In the training and validation groups, the overall DRs were 56.9% and 65.2% (p = 0.04), respectively, while the DRs for csPCa were 50.4% and 56.9% (p = 0.11), respectively. The stratification of the DRs according to the different PI-RADS scores and ISUP grades is shown in Tables S2 and S3, respectively.

3.2. Evaluation of Models’ Performances in Training Set

Using only the FIS model, we were able to classify 927 patients who belonged to the training set (64.1%). The remaining 521 patients, for whom no matching rule was found, were input into the SVM, which assigned them one by one into the two classes. This cascade system allowed the classification accuracy to be improved from 48.0%, using the FIS alone, to 68.8%, when the combination of FIS and SVM was employed.

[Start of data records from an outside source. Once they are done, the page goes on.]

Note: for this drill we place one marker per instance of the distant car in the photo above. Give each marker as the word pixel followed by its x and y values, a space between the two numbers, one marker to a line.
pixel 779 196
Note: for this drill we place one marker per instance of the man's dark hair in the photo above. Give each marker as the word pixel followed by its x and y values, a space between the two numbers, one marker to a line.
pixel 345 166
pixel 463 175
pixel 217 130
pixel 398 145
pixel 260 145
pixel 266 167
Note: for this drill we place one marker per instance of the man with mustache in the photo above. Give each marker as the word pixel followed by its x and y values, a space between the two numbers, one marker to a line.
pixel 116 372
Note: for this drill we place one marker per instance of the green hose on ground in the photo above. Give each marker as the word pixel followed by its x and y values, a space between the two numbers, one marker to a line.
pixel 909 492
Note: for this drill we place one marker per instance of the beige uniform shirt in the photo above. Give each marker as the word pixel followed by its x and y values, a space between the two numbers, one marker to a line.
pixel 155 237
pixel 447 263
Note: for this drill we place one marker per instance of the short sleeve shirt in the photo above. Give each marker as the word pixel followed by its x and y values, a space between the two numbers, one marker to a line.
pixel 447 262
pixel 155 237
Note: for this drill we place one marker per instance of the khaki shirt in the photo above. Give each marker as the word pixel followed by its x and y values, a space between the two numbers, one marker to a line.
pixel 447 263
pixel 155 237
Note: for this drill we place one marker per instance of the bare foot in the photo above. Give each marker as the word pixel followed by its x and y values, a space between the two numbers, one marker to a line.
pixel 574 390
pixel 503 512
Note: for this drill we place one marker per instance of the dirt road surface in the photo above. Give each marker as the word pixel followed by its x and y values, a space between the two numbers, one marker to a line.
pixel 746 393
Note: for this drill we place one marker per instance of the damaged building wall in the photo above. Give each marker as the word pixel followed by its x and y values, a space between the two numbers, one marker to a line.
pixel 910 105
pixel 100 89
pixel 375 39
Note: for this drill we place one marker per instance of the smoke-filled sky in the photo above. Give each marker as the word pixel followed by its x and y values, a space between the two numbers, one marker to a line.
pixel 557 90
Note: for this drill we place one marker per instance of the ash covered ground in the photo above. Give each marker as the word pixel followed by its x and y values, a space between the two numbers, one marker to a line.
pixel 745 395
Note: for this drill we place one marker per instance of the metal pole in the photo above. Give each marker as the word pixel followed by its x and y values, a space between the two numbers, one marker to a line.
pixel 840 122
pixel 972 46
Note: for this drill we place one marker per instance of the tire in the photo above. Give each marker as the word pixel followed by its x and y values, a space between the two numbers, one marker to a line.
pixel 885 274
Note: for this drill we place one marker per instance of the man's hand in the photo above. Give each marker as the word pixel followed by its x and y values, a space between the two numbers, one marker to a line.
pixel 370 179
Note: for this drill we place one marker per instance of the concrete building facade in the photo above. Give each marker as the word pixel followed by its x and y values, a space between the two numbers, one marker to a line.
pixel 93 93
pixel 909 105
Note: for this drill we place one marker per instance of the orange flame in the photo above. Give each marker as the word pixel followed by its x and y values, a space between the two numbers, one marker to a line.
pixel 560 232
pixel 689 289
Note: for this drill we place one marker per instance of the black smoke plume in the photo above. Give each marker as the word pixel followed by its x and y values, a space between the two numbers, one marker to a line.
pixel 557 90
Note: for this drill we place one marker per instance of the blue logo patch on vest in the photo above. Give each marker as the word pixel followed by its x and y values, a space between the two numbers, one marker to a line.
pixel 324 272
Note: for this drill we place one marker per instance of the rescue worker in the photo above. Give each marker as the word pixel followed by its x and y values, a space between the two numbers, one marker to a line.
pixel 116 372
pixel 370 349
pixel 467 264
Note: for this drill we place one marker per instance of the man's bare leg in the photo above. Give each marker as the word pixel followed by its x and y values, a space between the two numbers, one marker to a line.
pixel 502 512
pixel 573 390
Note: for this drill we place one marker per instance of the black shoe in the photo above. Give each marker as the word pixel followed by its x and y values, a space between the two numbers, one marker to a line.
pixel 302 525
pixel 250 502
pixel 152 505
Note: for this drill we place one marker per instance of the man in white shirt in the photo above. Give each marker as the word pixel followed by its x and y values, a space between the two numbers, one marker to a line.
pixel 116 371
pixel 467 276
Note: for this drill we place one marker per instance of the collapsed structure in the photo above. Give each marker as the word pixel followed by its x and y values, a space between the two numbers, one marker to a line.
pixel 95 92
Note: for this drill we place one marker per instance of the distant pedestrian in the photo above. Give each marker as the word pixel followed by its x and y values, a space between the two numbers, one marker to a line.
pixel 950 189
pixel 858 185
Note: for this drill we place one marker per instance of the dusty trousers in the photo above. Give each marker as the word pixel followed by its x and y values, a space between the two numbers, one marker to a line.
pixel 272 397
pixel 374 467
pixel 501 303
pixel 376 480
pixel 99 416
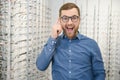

A comparison of the results for the training set, obtained with the proposed system and with the other four models, is reported in the upper part of Table 2. The models’ discrimination calculation showed that the AUC of the proposed FIS + SVM model was comparable to that of the LR model (0.75, CI95% 0.73–0.78 vs. 0.78 CI95% 0.76–0.80) but outperformed the other diagnostic tools (Figure 2). The optimal thresholds obtained from the ROCs were as follows: 0.5 for FIS + SVM, 0.54 for LR, 3.45 for PSA, 0.10 for PSAdens, and 4 for PIRADS. Values equal to or greater than the thresholds were assigned to the positive class.

As shown in the results, the FIS + SVM model returned the best performance, in terms of NPV, on the training set (78.5%). Moreover, the FIS + SVM model also outperformed the LR in terms of specificity (92.1% vs. 83%).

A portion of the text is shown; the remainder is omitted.